See: POLITICS IN COMMAND

PYTHAGORAS   (c. 570-c. 495 BCE)
Founder of a mystical religious, philosophical
idealist, and political sect in the Greek city-state of Croton (in Southern Italy). He had many strange ideas, including the notion that it was wicked to eat beans. Pythagoras was also very mystical about numbers. His numerological system identified the number four with justice, and he thought that the number ten was the “most perfect number” (in part because the numbers 1 through 4 add up to 10). He is said to have proclaimed that “all is number”, after supposedly being the first to discover that musical notes are related in a simple fashion to the relative lengths of the vibrating strings that produce them. The Pythagorean Theorem in geometry is also named after him, though it was known long before his time.

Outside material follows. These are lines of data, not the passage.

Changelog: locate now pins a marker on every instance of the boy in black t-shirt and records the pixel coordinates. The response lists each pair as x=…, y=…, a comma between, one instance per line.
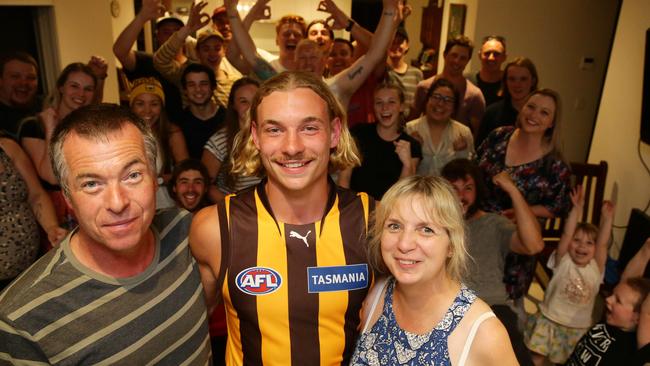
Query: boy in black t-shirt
x=624, y=338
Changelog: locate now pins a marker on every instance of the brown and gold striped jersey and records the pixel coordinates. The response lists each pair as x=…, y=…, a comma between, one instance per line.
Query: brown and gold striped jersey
x=293, y=292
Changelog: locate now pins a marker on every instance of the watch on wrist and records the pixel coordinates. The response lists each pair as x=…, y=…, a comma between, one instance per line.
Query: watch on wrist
x=348, y=28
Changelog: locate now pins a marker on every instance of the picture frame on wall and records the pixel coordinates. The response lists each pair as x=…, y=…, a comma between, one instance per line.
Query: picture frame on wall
x=457, y=14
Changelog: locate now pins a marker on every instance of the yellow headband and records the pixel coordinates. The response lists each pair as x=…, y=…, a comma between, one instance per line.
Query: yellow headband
x=146, y=85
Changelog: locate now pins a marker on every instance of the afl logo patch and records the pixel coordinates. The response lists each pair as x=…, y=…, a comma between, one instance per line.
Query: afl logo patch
x=258, y=281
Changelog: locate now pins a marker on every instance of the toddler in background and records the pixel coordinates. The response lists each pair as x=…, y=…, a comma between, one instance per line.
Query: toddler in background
x=578, y=265
x=615, y=342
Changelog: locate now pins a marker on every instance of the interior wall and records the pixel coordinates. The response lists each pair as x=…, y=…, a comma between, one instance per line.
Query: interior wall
x=618, y=125
x=557, y=35
x=81, y=28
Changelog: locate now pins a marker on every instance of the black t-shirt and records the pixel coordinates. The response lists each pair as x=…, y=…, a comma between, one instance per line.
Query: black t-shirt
x=606, y=345
x=144, y=68
x=490, y=90
x=499, y=114
x=197, y=131
x=380, y=166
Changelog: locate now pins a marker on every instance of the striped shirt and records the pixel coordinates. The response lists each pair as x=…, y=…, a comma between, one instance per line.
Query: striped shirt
x=293, y=292
x=61, y=312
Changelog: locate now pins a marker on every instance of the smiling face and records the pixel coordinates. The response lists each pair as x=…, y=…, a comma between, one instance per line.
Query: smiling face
x=340, y=58
x=440, y=105
x=537, y=114
x=466, y=191
x=456, y=60
x=492, y=55
x=112, y=189
x=190, y=188
x=287, y=38
x=294, y=135
x=414, y=248
x=198, y=88
x=18, y=83
x=519, y=82
x=620, y=307
x=582, y=248
x=148, y=107
x=166, y=30
x=243, y=98
x=388, y=108
x=77, y=91
x=309, y=58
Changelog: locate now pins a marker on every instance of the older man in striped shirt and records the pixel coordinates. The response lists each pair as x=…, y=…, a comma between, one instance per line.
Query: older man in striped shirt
x=122, y=288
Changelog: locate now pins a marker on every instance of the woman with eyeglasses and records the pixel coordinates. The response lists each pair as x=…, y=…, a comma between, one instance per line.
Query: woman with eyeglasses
x=442, y=138
x=530, y=152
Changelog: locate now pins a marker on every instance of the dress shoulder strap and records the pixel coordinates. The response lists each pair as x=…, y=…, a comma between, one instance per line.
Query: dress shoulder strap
x=378, y=289
x=472, y=333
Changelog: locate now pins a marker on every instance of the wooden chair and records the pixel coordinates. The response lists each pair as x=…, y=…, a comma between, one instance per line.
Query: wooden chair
x=592, y=177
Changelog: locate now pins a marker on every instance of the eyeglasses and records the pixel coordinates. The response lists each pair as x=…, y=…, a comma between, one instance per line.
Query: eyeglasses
x=442, y=98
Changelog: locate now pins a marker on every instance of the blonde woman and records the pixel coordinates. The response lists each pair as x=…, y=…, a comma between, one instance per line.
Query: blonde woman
x=423, y=314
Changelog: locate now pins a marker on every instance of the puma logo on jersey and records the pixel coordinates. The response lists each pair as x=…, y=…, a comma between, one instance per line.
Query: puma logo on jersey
x=293, y=234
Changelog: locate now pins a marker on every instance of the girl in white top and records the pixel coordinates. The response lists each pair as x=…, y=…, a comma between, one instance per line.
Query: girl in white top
x=578, y=265
x=423, y=314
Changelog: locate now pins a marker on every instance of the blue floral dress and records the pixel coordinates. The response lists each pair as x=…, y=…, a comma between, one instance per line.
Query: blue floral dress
x=545, y=182
x=388, y=344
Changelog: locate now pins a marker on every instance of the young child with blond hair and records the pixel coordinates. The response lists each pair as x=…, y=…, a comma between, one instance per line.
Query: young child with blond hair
x=578, y=265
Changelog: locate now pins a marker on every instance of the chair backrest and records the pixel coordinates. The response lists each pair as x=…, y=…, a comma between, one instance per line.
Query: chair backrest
x=592, y=177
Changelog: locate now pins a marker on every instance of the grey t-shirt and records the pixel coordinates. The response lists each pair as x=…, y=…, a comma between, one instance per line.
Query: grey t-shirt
x=488, y=244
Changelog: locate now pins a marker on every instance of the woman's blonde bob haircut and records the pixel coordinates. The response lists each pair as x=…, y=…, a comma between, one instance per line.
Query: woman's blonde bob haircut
x=440, y=203
x=246, y=159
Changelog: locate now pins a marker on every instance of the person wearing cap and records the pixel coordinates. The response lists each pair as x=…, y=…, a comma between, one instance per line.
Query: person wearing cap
x=210, y=51
x=138, y=64
x=405, y=75
x=147, y=101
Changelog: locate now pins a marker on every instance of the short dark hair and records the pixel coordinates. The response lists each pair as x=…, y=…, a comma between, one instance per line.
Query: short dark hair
x=183, y=166
x=402, y=33
x=195, y=67
x=460, y=40
x=17, y=56
x=500, y=39
x=460, y=169
x=96, y=121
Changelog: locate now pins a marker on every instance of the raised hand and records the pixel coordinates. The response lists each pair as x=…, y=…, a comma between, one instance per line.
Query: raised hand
x=504, y=181
x=608, y=209
x=151, y=9
x=259, y=11
x=403, y=151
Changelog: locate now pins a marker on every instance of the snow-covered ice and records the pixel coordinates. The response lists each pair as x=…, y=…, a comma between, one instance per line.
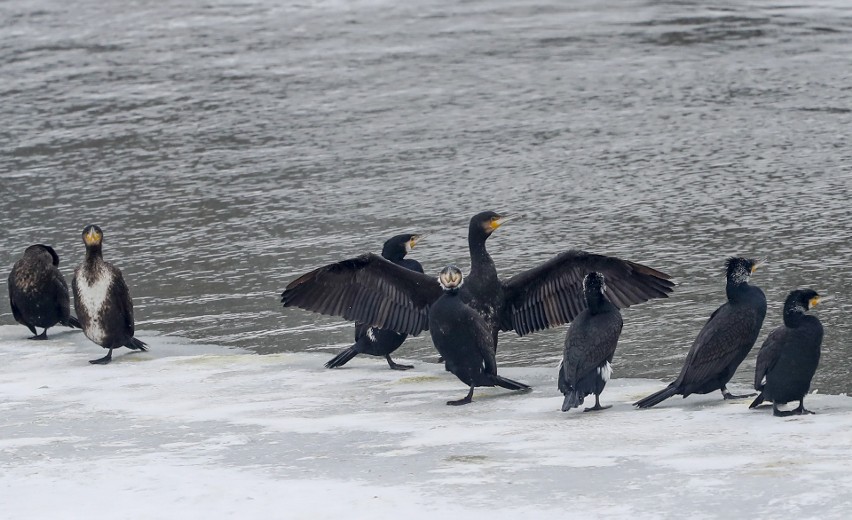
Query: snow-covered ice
x=202, y=431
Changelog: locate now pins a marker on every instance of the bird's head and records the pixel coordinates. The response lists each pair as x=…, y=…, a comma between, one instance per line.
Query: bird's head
x=740, y=269
x=450, y=278
x=486, y=222
x=92, y=235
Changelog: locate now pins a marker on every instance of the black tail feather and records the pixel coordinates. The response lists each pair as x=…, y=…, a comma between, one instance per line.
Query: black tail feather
x=508, y=384
x=72, y=322
x=757, y=401
x=342, y=358
x=135, y=344
x=657, y=397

        In ancient times Pythagoras was considered a very wise man and eventually an important philosopher (by the followers of Plato, for example). But modern scholarship has pretty much shown that this hugely exaggerates his real role in intellectual history. His followers had the habit of attributing all wisdom, including their own ideas and discoveries, to Pythagoras, in much the same way that Christians do with Jesus, and that dogmatists within what should be the revolutionary science of Marxism do with Marx, Lenin and Mao.

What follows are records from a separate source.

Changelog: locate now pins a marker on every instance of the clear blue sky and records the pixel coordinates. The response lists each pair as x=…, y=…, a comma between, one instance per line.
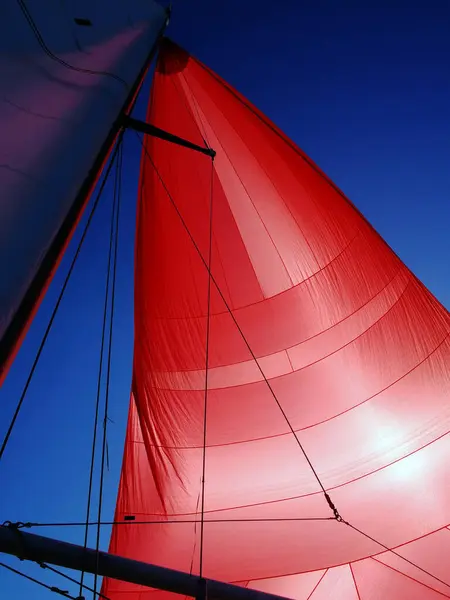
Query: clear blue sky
x=363, y=88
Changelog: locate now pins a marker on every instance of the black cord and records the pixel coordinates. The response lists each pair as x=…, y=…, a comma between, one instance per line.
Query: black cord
x=327, y=497
x=56, y=58
x=170, y=522
x=41, y=583
x=58, y=572
x=55, y=310
x=100, y=370
x=205, y=408
x=369, y=537
x=117, y=196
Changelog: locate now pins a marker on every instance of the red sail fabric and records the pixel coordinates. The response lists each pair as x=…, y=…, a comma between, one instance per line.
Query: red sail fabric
x=327, y=365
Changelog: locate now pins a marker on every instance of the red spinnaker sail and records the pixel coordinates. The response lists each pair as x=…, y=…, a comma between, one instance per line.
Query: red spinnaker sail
x=327, y=364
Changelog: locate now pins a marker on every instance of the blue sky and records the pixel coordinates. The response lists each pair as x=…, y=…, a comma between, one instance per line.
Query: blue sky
x=363, y=88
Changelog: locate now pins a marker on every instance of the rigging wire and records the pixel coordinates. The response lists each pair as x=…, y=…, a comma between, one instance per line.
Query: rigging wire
x=117, y=197
x=56, y=58
x=58, y=572
x=174, y=521
x=183, y=222
x=208, y=327
x=100, y=368
x=51, y=588
x=55, y=310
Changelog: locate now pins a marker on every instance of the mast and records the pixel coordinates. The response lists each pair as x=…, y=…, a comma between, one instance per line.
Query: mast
x=28, y=546
x=38, y=226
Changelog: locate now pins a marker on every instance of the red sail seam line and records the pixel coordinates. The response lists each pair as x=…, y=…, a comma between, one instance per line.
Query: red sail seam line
x=271, y=180
x=364, y=558
x=397, y=554
x=350, y=565
x=297, y=285
x=306, y=158
x=354, y=580
x=194, y=101
x=208, y=323
x=207, y=144
x=191, y=114
x=380, y=562
x=238, y=327
x=340, y=485
x=318, y=422
x=257, y=212
x=289, y=348
x=317, y=584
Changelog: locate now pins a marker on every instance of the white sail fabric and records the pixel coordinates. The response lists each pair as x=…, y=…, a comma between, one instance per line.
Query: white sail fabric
x=54, y=118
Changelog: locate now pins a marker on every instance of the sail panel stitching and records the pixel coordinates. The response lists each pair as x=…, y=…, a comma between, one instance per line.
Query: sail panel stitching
x=208, y=332
x=327, y=497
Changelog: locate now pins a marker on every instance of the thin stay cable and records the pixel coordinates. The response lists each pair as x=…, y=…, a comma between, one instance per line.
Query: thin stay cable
x=205, y=408
x=117, y=194
x=292, y=430
x=55, y=310
x=100, y=372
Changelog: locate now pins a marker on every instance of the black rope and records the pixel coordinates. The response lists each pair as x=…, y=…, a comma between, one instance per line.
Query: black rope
x=100, y=371
x=327, y=497
x=83, y=586
x=51, y=588
x=117, y=196
x=55, y=310
x=169, y=522
x=56, y=58
x=205, y=408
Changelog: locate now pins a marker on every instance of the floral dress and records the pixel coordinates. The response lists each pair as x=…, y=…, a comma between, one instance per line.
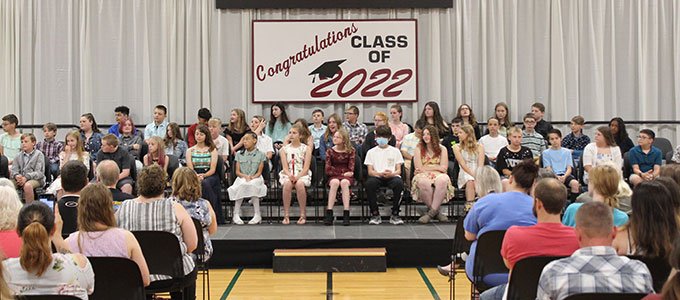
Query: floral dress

        See also below, and: Philosophical doggerel about Pythagoras.

PYTHAGOREANS
Members of the sect founded by Pythagoras (see above), and also his later followers. This peculiar sect required self-discipline, silence, and the honoring of numerous taboos—especially the strict avoidance of eating meat and beans. Pythagoras and his followers expanded the concept of the
soul (which had originally only meant the physical breath that leaves the body when a person dies) into a partially mentalistic concept. However, they still also identified this “immortal” soul with gases, and seem to have believed that the eating of beans, which led to farting, allowed part of the soul to prematurely escape the body! (Religion is a very weird thing!) After a person’s death, however, they believed the soul could be reincarnated into a new body, or into other animals or plants, or to “rejoin” the universal “soul”. Politically, the Pythagoreans were a secretive, cultish faction of the slave-owning aristocracy.
        The followers of Pythagoras also discovered that the square root of 2 is an irrational number, which so upset them that they tried to hide this discovery from the world.